Methods : The XyCAM ID was mounted on a slit lamp base and used to acquire speckle images from the right eye of two healthy individuals (authors MJB, YL) through self-experimentation. Imaging was performed twice, five days apart. On each day, images were acquired through a dilated pupil when the subject was rested (baseline), and after the subject had performed vigorous exercise as confirmed by elevation of the heart rate to 120 ± 10 beats/minute. Each imaging session comprised of serial acquisition of speckle images at a frame rate of 120 Hz for a period of 5 seconds, of a region of interest (ROI) centered on the optic disc illuminated with red laser. A plethysmogram was simultaneously recorded for reference. The acquired speckle images were processed in sliding batches of 11 frames each to obtain maps of retinal BFV. BFV values were averaged over all pixels in the ROI, and within pixels comprised in the central half-diameter of six manually identified vessel segments in each imaged eye, for assessment of temporal characteristics.

Results : Fig. 1 shows an exemplary sequence of BFV maps and temporal trend in BFV fluctuations obtained from a human retina. The high spatio-temporal resolution permits probing of individual vessels (Figs. 2A-C) which exhibit pulsatility with a similar frequency as other vessels in the retina, but dissimilar amplitudes. The frequency of pulsations in the XyCAM based flow measurements varied commensurately with heart rate. In both pre- and post-exercise conditions, the correlation between measured retinal BFV and associated plethysmogram was high (Fig. 2D), but varied with image acquisition time (greater than 0.49 ± 0.17; p<0.001 for 4 second acquisition).

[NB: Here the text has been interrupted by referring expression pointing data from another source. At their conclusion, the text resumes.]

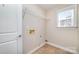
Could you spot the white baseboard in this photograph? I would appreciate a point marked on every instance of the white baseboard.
(52, 44)
(66, 49)
(36, 48)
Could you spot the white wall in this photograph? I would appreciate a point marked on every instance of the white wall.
(65, 37)
(33, 18)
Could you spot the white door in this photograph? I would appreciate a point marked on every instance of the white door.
(10, 29)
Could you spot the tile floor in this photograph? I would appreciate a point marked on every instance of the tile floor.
(48, 49)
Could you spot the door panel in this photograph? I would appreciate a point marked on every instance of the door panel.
(8, 47)
(10, 28)
(8, 18)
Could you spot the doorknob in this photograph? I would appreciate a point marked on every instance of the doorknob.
(19, 35)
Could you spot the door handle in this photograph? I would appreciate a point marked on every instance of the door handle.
(19, 35)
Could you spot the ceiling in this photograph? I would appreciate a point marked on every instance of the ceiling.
(47, 7)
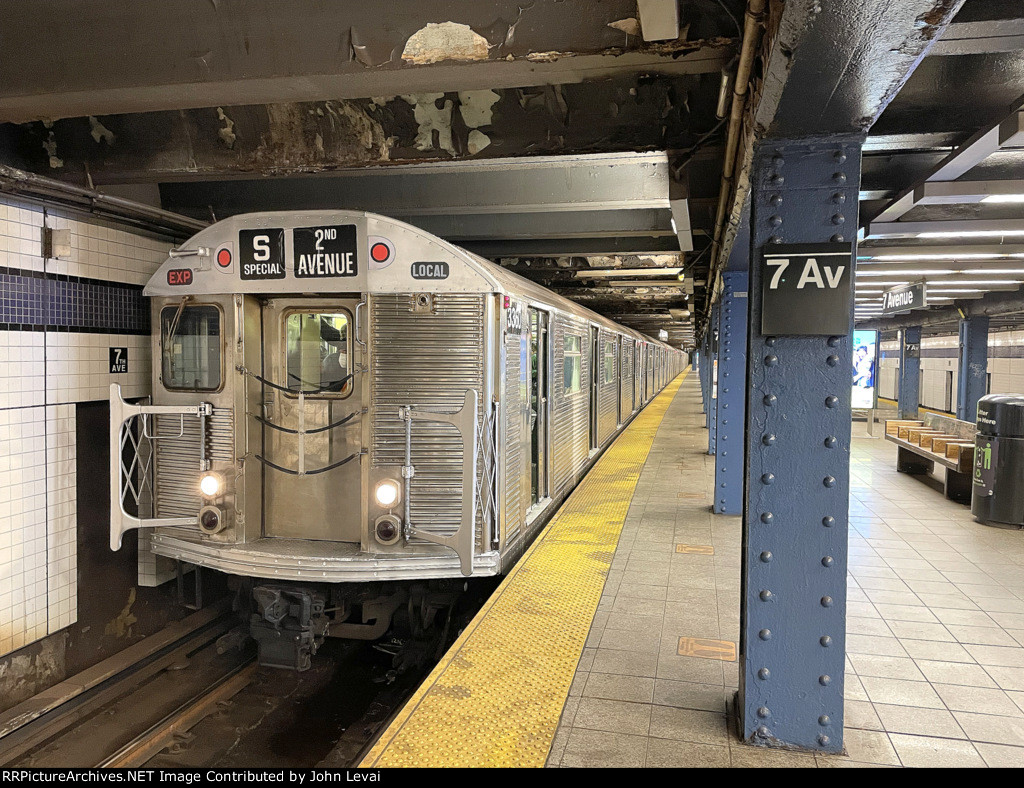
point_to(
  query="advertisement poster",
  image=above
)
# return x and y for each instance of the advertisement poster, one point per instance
(864, 368)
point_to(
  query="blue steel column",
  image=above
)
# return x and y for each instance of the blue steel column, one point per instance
(972, 376)
(715, 348)
(731, 395)
(798, 465)
(702, 375)
(909, 373)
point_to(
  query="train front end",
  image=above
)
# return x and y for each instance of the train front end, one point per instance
(322, 424)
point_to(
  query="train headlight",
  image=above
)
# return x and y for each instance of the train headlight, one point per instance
(211, 485)
(387, 493)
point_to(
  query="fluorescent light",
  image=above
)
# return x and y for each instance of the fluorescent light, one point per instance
(969, 233)
(655, 271)
(997, 270)
(933, 256)
(882, 271)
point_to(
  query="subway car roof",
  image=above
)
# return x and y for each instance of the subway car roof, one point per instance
(325, 252)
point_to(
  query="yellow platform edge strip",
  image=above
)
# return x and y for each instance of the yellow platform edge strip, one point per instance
(497, 696)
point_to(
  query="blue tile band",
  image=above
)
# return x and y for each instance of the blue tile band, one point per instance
(37, 301)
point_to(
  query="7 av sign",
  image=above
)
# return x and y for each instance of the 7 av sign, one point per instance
(806, 289)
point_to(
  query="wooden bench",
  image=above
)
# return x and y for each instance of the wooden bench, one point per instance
(942, 439)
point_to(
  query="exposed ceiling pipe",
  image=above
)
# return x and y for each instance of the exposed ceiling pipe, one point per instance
(27, 184)
(740, 88)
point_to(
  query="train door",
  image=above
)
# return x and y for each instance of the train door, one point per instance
(310, 427)
(621, 356)
(539, 404)
(595, 367)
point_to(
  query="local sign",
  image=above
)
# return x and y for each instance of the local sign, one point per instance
(806, 289)
(903, 299)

Conclusions : Preliminary results from our investigation validate the ability of the XyCAM ID to resolve regional and vascular blood flow fluctuations over multiple cardiac cycles with high fidelity. Further development is necessary to address relative inter-frame motion that can permit automated assessments over longer acquisition periods.

This is an abstract that was submitted for the 2017 ARVO Annual Meeting, held in Baltimore, MD, May 7-11, 2017.